Acute interstitial pneumonia

Acute interstitial pneumonia encompasses a spectrum of pulmonary disorders characterized by involvement of the lung interstitium in a bilateral, generally symmetric and diffuse fashion 3 and distal airways (bronchioles and alveoli) 4. Acute interstitial pneumonia is an idiopathic interstitial lung disease that is clinically characterized by sudden onset of dyspnea and rapid development of respiratory failure 3. The onset of respiratory symptoms is acute, most often within two weeks. Most acute interstitial pneumonia take place de novo, but sometimes represent an acute exacerbation of chronic lung disease. The clinical presentation of acute interstitial pneumonia comprises rapidly progressive dyspnea, associated sometimes with cough, fever, myalgia and asthenia. Most affected patients are adults, but acute interstitial pneumonia has been reported in a wide age range of patients, including children as young as 7 and in patients over 80 years old, with a mean age at diagnosis of 54 years old 5. No gender preference exists. In comparison, the overall US incidence of idiopathic pulmonary fibrosis is an estimated 6.8-16.3 per 100,000 person-years, with an increased incidence with advancing age 3.

Chest radiography shows diffuse pulmonary opacities. The associated hypoxemia may be severe enough to cause acute respiratory failure. Underlying etiologies are numerous and variable, particularly in relation to the underlying immune status of the host. Various histopathological entities may be responsible for acute interstitial pneumonia although diffuse alveolar damage is the predominant pattern. Acute interstitial pneumonia is histologically characterized by diffuse alveolar damage with subsequent fibrosis 6. The definition of acute interstitial pneumonia excludes patients with acute respiratory distress syndrome (ARDS) attributable to an identifiable cause, as well as patients with underlying fibrotic lung disease or systemic disorders known to be associated with lung involvement such as connective tissue disease 6. The diagnostic approach to a patient presenting with acute interstitial pneumonia is to try to determine the most likely underlying histopathological pattern and to search for a precise etiology. It relies mainly on a meticulous clinical evaluation and accurate biological investigation, essentially guided by the results of bronchoalveolar lavage performed in an area identified by abnormalities on high resolution computed tomography of the lungs.
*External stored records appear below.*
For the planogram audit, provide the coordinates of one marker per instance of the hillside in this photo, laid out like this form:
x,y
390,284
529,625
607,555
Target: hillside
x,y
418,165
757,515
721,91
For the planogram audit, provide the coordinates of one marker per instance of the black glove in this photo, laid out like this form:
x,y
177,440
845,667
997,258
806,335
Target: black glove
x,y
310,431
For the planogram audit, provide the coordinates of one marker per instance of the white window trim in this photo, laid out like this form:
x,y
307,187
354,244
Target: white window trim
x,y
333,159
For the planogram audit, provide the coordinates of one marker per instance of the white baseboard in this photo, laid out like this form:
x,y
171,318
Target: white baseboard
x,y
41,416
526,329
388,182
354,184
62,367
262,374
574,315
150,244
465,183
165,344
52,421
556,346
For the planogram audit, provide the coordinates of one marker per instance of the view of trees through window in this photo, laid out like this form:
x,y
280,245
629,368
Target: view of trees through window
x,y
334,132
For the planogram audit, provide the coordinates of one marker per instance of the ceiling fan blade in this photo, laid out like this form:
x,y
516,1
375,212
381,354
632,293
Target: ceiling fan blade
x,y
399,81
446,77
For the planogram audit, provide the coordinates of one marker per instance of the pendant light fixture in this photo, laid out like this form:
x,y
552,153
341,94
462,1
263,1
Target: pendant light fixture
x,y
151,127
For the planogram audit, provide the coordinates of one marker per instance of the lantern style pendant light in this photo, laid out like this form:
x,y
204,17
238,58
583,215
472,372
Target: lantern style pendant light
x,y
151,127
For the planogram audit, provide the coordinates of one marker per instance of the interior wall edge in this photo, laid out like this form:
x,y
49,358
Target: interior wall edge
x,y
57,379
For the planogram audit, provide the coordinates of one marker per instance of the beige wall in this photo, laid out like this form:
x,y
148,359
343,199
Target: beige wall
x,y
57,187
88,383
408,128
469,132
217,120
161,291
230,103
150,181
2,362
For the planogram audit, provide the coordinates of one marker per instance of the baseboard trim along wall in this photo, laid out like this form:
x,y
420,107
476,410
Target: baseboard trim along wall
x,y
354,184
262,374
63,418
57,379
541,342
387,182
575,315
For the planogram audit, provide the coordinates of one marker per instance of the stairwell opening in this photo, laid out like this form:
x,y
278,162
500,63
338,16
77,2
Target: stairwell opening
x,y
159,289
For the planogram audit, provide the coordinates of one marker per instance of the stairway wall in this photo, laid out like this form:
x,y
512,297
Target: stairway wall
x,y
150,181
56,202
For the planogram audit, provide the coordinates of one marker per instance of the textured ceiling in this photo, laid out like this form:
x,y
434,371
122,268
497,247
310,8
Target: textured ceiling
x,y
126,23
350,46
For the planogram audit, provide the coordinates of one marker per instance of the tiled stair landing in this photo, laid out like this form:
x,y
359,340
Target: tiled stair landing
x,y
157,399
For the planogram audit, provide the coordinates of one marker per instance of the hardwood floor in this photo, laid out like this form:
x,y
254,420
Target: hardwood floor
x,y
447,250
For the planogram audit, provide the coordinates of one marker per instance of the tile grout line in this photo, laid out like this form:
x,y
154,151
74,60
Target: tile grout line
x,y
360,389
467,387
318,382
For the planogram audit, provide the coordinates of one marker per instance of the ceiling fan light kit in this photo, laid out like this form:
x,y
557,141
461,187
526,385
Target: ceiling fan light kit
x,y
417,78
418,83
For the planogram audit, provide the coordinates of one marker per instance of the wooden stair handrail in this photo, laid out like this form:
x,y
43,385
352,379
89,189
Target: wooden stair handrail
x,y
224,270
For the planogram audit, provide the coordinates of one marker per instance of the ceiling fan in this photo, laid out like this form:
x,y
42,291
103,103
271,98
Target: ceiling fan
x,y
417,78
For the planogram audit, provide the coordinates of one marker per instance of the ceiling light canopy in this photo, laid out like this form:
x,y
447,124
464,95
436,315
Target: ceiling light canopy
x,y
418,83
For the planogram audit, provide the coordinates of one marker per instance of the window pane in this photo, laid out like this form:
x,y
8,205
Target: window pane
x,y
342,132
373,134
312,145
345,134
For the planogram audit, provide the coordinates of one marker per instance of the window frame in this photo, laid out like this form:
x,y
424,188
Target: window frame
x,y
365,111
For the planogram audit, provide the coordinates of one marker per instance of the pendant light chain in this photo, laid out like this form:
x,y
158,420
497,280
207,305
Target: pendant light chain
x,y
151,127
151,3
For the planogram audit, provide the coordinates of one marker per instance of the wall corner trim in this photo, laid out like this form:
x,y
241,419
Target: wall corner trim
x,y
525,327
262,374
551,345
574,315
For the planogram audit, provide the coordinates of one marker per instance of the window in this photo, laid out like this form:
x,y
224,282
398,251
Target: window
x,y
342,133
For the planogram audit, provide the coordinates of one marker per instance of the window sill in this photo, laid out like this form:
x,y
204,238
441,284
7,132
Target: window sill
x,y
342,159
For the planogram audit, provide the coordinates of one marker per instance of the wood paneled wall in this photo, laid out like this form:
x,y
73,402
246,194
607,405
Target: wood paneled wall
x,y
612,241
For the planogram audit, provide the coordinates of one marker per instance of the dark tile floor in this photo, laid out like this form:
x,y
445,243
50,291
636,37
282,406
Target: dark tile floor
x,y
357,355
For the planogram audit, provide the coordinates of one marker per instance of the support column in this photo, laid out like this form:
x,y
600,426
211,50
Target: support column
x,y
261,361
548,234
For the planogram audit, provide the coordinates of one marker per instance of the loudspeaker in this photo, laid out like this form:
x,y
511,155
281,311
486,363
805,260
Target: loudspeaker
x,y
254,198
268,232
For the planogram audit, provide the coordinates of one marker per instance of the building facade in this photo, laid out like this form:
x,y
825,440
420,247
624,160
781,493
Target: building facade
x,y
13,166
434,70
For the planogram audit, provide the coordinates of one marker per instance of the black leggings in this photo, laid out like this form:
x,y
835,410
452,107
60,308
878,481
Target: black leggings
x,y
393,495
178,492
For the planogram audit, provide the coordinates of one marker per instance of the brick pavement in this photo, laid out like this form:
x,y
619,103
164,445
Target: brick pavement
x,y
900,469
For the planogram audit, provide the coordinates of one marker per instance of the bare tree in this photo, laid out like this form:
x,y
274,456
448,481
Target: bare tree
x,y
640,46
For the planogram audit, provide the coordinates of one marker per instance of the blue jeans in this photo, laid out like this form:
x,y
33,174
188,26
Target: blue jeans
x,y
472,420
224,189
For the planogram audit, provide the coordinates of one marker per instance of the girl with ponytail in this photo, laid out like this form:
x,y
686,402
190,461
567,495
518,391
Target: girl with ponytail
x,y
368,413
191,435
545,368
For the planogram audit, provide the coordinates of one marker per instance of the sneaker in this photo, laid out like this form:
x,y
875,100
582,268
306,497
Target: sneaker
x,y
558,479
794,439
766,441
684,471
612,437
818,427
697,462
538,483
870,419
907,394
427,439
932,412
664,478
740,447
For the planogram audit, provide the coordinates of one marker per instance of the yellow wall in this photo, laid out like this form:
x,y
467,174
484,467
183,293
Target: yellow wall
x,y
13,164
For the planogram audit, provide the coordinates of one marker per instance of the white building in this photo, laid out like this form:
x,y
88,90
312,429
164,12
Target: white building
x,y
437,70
Initial therapeutic management includes symptomatic measures, broad-spectrum antibiotic treatment adapted to the clinical context, frequently combined with systemic corticosteroid therapy.

Acute interstitial pneumonia causes

By definition, the diagnosis of acute interstitial pneumonia assumes the absence of a specific etiologic agent or inciting event.

Acute interstitial pneumonia symptoms

Most patients describe a upper respiratory infection/viral-like prodrome and a nonproductive cough. A bimodal distribution appears to exist, with about 50% of patients presenting with symptoms of dyspnea within the first week of symptoms and others presenting after at least a month and up to 60 days from the onset of symptoms 5. With rare exception, patients progress rapidly from shortness of breath to hypoxemic respiratory failure that requires prolonged mechanical ventilation.

Acute interstitial pneumonia diagnosis

Physical examination and laboratory findings are nonspecific. In the early course of the disease, attention is focused on excluding known causes of acute lung injury by history, physical examination, and ancillary studies. The radiographic findings associated with acute interstitial pneumonia, both in the early and late phase of the disease, overlap with those of acute respiratory distress syndrome (ARDS). As in ARDS, the earliest phase begins with a subtle increase in interstitial markings with rapid development of a diffuse alveolar pattern. High-resolution CT (HRCT) scans show bilateral and symmetric, diffuse ground glass and alveolar consolidation opacities. Traction bronchiectasis and bronchiolectasis appear as the disease progresses.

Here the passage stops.